WREN data—including in-person interviews (reproductive, contraceptive, menstrual, behavioral, occupational, and other characteristics), dietary intake questionnaires, anthropometric measurements, and pharmacy information—and analyses of two polymorphic genes coding enzymes active in detoxification and estrogen metabolism (GSTM1, COMT) will be used in this project. Interview, measurement, and pharmacy data collection has been completed (n = 342 cases and 741 controls), the data have been entered, and initial analyses of self-reported occupational and nonoccupational exposure to potential endocrine-disrupting chemicals have been completed. Blood sample collection is complete; blood samples were obtained from 283 cases and 585 controls. The GSTM1 and COMT analyses that were part of the initial WREN project have been completed, as have the CYP1A1 and CYP1A2 polymorphism analyses that are part of the current project. All genetic analyses were performed at the Chen Laboratory of the Fred Hutchinson Cancer Research Center, Seattle, Washington. Urine sample collection is complete; urine samples were obtained from 159 cases and 301 controls. Centers for Disease Control and Prevention (CDC) human subjects approval has been obtained and analyses of blood samples for lipid-adjusted serum levels of total PCBs, PCB congeners, HCB, b-HCH, g-HCH, aldrin, hepachlor epoxide, oxychlordane, trans-nonachlor, p,p’-DDE, o,p’-DDE, dieldrin, endrin, o,p’-DDT, p,p’-DDT, and mirex residues are nearing completion at the Pesticide Laboratory, Toxicology Branch, Division of Environmental Health Laboratory Sciences, National Center for Environmental Health, CDC, Atlanta, Georgia, under the direction of Dr. Dana Barr, co-investigator. Analyses of urine samples for methoxychlor metabolite HPTE levels are in progress at the CDC.

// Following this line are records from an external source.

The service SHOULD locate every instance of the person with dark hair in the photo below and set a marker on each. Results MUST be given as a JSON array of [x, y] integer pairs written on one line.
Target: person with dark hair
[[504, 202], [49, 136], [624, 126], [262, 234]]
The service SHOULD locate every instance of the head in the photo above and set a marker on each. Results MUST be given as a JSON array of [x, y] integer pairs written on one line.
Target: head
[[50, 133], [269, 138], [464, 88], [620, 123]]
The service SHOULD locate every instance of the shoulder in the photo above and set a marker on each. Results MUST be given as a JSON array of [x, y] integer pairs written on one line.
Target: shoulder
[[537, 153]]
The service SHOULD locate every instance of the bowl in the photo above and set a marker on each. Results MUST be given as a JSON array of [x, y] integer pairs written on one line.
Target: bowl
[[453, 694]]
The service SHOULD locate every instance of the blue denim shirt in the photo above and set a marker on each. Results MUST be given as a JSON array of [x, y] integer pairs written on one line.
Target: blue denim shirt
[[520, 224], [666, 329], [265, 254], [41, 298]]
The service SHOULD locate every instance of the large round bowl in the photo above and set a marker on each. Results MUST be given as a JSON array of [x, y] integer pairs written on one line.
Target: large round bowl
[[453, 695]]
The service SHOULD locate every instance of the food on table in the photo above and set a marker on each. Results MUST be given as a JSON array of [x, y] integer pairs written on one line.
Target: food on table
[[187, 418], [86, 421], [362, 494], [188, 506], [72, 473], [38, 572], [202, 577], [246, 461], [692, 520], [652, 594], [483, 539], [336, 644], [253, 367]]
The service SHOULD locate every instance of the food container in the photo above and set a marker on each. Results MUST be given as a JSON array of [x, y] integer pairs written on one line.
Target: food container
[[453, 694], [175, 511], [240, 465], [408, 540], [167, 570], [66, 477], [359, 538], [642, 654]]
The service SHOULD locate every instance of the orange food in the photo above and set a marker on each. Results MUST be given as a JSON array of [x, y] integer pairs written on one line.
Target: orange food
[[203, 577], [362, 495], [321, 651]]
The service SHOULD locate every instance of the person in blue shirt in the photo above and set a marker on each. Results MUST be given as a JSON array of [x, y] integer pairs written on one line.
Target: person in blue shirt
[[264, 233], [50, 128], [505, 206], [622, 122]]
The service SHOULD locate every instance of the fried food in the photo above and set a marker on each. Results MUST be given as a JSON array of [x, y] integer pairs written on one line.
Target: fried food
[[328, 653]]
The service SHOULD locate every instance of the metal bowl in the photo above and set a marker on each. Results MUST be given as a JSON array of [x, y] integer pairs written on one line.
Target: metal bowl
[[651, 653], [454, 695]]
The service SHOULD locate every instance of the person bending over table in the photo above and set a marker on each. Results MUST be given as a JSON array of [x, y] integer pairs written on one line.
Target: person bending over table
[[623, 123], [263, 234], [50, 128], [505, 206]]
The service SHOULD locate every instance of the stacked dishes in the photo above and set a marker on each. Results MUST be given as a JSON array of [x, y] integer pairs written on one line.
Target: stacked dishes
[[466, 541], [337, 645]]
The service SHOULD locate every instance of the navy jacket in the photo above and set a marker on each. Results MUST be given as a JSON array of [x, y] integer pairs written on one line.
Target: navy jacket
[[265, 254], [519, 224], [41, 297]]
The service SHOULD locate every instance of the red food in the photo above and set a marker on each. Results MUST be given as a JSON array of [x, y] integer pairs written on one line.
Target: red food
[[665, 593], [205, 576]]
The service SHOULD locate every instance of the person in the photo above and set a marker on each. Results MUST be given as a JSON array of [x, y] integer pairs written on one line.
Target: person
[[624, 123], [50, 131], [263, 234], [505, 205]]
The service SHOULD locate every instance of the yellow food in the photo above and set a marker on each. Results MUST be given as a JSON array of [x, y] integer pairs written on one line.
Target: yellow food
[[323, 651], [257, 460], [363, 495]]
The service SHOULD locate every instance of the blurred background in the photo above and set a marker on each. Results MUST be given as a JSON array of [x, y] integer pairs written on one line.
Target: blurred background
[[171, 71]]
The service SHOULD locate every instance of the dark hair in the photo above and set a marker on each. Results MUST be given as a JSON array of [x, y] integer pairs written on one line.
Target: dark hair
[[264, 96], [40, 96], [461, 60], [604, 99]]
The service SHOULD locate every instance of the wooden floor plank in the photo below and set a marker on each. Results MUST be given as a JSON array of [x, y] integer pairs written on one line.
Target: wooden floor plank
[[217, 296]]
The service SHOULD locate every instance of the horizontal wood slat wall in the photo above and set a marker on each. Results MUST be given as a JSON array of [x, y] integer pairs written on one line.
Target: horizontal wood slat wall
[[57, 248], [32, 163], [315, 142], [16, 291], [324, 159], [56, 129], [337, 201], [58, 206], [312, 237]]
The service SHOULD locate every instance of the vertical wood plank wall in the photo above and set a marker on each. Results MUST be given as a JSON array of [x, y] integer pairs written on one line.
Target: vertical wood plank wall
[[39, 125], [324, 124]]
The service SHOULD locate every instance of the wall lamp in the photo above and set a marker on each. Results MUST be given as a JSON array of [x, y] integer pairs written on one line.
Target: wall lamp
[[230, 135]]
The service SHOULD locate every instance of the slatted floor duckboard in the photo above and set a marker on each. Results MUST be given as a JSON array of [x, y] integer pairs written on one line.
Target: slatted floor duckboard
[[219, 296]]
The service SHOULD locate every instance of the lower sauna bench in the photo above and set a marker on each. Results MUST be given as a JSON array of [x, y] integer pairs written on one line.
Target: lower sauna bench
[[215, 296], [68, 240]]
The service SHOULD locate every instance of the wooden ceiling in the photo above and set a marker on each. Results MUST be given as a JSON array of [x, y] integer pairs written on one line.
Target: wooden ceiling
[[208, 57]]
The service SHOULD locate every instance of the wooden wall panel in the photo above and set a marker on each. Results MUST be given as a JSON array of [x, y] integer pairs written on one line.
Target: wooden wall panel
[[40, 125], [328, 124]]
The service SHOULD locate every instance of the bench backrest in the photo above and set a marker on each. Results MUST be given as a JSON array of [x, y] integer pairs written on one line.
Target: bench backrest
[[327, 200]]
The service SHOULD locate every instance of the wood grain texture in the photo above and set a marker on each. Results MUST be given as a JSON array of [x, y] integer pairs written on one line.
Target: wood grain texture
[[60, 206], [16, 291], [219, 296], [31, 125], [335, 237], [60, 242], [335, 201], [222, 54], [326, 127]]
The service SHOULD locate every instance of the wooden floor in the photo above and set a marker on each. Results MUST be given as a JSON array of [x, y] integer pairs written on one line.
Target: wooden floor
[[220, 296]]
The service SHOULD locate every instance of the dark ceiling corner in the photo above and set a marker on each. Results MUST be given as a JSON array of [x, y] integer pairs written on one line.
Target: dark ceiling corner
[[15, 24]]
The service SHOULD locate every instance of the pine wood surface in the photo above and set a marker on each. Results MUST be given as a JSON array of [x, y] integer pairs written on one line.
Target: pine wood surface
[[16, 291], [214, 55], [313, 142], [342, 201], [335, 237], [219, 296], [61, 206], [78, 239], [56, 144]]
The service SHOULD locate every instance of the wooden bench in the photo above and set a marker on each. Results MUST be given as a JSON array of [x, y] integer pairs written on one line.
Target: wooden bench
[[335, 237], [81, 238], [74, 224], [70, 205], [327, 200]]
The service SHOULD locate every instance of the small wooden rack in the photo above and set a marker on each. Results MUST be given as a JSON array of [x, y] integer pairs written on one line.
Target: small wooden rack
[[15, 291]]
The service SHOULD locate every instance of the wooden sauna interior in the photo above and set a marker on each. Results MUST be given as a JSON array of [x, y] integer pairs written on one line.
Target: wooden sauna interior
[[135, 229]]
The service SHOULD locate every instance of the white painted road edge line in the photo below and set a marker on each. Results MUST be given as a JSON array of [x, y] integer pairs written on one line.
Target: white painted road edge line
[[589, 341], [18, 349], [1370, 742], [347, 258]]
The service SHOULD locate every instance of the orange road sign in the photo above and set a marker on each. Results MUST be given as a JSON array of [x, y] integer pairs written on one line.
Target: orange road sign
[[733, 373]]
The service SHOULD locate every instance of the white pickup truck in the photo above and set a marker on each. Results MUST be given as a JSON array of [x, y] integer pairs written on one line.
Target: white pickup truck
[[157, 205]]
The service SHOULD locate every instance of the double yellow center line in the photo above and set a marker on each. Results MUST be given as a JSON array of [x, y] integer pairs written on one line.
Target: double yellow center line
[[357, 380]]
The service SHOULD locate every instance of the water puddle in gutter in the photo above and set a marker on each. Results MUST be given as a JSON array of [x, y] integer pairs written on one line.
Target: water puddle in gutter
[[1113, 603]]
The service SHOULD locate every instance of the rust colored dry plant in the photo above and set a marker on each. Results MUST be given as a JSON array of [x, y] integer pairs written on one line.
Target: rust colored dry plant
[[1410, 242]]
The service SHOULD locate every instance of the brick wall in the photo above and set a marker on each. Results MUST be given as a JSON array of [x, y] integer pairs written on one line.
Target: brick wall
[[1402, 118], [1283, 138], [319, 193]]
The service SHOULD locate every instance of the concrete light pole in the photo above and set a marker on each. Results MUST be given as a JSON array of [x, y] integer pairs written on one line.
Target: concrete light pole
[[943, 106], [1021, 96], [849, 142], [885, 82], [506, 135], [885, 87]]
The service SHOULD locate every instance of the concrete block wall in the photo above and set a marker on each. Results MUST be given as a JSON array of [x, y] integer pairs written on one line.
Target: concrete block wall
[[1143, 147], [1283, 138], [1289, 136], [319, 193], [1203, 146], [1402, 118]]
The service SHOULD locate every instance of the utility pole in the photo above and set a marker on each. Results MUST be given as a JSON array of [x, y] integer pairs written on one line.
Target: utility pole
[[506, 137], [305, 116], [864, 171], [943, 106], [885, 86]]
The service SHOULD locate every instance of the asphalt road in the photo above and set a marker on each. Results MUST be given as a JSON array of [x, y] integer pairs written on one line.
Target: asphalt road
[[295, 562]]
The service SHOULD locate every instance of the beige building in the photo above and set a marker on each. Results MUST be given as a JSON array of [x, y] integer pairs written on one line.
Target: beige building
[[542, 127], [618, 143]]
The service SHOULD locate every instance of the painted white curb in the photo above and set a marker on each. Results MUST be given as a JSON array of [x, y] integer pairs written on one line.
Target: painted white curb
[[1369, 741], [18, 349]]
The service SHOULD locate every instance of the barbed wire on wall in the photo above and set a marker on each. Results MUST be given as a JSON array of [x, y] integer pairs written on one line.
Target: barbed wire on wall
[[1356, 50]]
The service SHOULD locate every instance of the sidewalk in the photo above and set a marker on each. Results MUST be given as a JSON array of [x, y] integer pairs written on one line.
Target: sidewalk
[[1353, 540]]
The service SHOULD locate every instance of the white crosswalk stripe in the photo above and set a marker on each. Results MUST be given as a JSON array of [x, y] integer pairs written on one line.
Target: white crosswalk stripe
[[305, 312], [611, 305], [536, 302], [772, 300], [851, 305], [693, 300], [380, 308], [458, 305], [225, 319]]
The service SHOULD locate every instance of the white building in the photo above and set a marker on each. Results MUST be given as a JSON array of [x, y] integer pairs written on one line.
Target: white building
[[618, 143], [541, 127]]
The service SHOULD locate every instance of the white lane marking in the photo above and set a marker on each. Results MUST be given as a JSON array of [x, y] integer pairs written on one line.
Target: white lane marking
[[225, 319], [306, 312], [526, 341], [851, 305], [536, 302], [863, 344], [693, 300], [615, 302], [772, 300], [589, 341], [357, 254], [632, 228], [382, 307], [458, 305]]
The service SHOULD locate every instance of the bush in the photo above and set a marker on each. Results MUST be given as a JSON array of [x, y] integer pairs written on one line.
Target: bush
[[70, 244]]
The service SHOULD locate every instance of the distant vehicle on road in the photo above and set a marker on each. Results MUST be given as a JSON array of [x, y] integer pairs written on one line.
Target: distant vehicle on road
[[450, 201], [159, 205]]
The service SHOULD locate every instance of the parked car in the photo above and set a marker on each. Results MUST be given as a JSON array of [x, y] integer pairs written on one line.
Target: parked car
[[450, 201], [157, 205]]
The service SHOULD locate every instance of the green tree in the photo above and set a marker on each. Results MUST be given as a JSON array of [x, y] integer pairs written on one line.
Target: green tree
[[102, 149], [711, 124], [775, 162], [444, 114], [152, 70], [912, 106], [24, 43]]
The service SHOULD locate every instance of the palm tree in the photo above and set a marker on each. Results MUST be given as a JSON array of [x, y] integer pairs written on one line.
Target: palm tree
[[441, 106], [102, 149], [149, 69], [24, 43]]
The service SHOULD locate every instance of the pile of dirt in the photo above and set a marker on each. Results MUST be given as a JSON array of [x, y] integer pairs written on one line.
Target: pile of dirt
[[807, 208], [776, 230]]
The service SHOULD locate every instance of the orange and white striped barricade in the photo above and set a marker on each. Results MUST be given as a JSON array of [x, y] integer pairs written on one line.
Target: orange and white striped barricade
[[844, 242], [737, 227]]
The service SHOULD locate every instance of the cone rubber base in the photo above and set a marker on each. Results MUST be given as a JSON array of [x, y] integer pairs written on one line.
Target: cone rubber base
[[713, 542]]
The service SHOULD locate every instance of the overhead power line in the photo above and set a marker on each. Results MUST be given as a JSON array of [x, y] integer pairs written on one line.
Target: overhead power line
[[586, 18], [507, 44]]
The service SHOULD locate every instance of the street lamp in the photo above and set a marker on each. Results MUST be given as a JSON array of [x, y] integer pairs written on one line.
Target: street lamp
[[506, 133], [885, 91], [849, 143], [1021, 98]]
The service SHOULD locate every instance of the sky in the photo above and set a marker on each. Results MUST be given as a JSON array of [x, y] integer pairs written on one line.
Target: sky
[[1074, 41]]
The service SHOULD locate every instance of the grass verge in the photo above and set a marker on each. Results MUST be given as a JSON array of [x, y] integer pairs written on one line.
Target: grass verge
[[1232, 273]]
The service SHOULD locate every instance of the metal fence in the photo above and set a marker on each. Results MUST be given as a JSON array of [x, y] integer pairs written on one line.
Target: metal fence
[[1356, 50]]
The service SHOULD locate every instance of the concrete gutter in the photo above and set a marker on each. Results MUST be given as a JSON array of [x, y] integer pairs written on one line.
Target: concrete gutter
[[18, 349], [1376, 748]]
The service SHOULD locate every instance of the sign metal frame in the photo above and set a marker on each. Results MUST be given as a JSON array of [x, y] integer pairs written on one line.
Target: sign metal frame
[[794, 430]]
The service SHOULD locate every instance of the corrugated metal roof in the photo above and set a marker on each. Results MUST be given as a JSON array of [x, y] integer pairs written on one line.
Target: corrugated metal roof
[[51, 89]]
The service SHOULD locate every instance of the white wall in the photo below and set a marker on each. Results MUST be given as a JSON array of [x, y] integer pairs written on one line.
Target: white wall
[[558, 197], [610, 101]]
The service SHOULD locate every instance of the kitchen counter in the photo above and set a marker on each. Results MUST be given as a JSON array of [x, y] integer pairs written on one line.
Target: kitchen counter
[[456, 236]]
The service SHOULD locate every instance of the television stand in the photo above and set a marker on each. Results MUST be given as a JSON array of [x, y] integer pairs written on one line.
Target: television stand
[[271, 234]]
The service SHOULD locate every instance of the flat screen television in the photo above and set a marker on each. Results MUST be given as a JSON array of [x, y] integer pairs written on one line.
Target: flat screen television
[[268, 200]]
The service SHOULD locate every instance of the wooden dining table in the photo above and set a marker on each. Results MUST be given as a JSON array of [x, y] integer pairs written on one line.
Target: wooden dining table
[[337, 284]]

When the laboratory analyses are completed and data are entered, all interview, anthropometric measurement, dietary, pharmacy, and laboratory data will be combined, and standard epidemiologic approaches for case-control analyses will be employed to accomplish the specific aims listed above. The measure of the association between organic pollutant exposure and endometriosis will be the relative risk as estimated by the odds ratio (OR); 95 percent confidence intervals will be used to estimate the precision of the ORs. Unconditional linear logistic regression, a method based on the linear estimation model, will be used to estimate the ORs. Separate analyses will be conducted for exposure to each of the above-listed compounds, and exposures will be modeled in at least four ways: (1) any detectable serum or urine level versus no detectable level; (2) top quartile of exposure levels (using control exposure distribution) versus the lower three quartiles combined; (3) top quartile of exposure levels (using control exposure distribution) versus the lowest quartile; and (4) in dose-response models by quartile, using the lowest quartile as the referent category. The association between endometriosis risk and CYP1A1 and CYP1A2 genotype will be evaluated in a similar manner. To determine whether there is evidence of an interaction between organic pollutant levels and CYP1A1 or CYP1A2 genotype, we will examine whether the joint relation between the chemical compound exposures and the polymorphism exceed that predicted based on a multiplicative relationship. We will also take advantage of the continuous nature of our exposure data and examine the hypothesis that the relationship between the level (or dose) of organic compound exposure and endometriosis is modified by the genetic factor. In such analyses, we will attempt to identify the best fitting dose-response relation using higher order terms and splines.